Last night I cleaned the kitchen and bathroom. Yeah, okay, this is not an earth shattering experience and not all THAT rare, even - although back in the day if I started cleaning up my son would excitedly ask me who was coming over - but I would just like to take this opportunity to shamelessly shill for Mr. Clean. Mr. Clean is The Man, y'all, he is The Shit, he is as a god with his cute little twinkly earring and all. Mr. Clean works. He gets the floor actually clean, which is way more than can be said for the hippy green cleaner I used last time, and his magic erasers actually erase stuff off the stove and all in all my kitchen is so clean that I probably shouldn't ever go into it again. Ditto the bathroom. The rest of the house, not so much, but perhaps this weekend I will find the strength to fix the fucking vacuum cleaner AGAIN and get everything all sparkly nice.

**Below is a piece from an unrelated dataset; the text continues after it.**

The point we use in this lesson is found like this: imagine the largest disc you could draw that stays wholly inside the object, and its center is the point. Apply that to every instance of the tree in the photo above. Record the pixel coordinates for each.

In other news I'm still coughing and blowing my nose and so is the QOB. I went over there yesterday morning to see how she was faring in our 2" of snow blizzard and while she is better, she is also still coughing and blowing her nose. I gave her some turkey casserole and a couple of chocolate banana cookies and she was happy. One of these days I am fairly confident that this sickness will all just be an unpleasant memory (she said while knocking nervously on wood.) This is a good thing when you consider that last week, while I was confident of living in my house for the rest of my life, it seemed eminently possible that the rest of my life would be, like, 36 hours long. Barring the unforeseen proverbial runaway bus type thing, I think now it might be more like 36 years. Well, maximum anyway.
Oh and the washer and dryer are working, almost! The dryer is perfect. The washer is unhappy because there is no cold water going into it. Why is there no cold water going into it? I do not know; it's just another one of those plumbing mysteries. It's a fairly important and annoying plumbing mystery, because I tend to dress in persnickety black cotton clothes that respond to hot water by becoming 1/2 their original size, which is really bad for somebody who has been making way too many cookies lately but I think it is a solvable and please please not too expensive problem. However, my amateur opinion is that it probably will involve cutting more holes in the drywall where we cut holes before. Perhaps I should just give up on having drywall at all and call that whole area a plumbing art installation.